What is the process for the incorporation of a company in Saudi Arabia?

Given that all key registrations and licenses have been outlined above, the incorporation process for a subsidiary in Saudi Arabia is now mainly digital via the Saudi Business Center (SBC) platform. The core steps are:

  • Reserve the company name through the Ministry of Commerce portal.
  • Apply for the MISA Investment Registration Certificate via the MISA portal.
  • Upload the approved Articles of Association (AoA) on the SBC platform for attestation.
  • Submit all required documents to obtain the Commercial Registration (CR) through the SBC or Ministry of Commerce.
  • Open a corporate bank account and deposit the required capital.
  • Complete any municipal and sector-specific licensing, as needed.

 

Once these digital steps are completed, register with the Chamber of Commerce, GOSI, and ZATCA, as required for ongoing operations.

What are the challenges for foreign companies setting up a subsidiary or new company in Saudi Arabia?

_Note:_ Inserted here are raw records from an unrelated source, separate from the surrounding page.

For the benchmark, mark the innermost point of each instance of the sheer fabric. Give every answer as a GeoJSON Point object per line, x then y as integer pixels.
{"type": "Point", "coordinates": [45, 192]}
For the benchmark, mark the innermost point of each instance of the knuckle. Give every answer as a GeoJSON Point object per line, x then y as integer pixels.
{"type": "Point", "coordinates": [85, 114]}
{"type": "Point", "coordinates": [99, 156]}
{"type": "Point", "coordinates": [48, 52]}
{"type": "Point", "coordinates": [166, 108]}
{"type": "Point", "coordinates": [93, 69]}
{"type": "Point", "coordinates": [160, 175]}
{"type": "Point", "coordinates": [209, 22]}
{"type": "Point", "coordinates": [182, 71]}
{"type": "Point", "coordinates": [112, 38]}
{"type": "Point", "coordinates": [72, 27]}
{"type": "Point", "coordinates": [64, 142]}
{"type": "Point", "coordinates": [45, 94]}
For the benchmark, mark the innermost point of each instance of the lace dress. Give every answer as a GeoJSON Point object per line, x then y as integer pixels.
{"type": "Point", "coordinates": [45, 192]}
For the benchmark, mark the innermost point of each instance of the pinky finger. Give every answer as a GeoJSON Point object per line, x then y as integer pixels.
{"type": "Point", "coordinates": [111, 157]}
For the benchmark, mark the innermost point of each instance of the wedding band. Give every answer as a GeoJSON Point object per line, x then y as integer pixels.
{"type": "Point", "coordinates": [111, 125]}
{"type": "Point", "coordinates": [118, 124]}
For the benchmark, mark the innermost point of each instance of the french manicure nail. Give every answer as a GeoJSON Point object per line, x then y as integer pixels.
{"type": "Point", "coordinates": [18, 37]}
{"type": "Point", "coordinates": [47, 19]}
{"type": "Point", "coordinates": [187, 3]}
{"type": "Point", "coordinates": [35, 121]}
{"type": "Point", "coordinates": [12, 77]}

  • Obtaining a sector-specific license is often the most challenging and lengthy part of the process, requiring a deep understanding of the regulator's specific requirements.
  • Dealing with multiple authorities (MISA, SBC, Ministry of Commerce, sectoral regulators, ZATCA, etc.) can be complex and time-consuming without local expertise.
  • All foreign documents (e.g., parent company's certificate of incorporation) must be legalized up to the Saudi Embassy/Consulate or “apostilled” in the home country and then translated into Arabic by a certified translator in Saudi Arabia.
  • Understanding Local Law and Culture. Business practices, legal interpretations, and the importance of personal relationships can be very different from other countries.
  • Companies must comply with quotas for hiring Saudi nationals, which affects the number of work visas available for foreign employees.
  • Last but not least, finding reliable local counsel and partners can be a challenge. The quality of legal, tax, and corporate service providers varies greatly, and choosing the right expert is essential to avoid compliance pitfalls and operational delays. For tailored support with company incorporation in Saudi Arabia, do not hesitate to contact us.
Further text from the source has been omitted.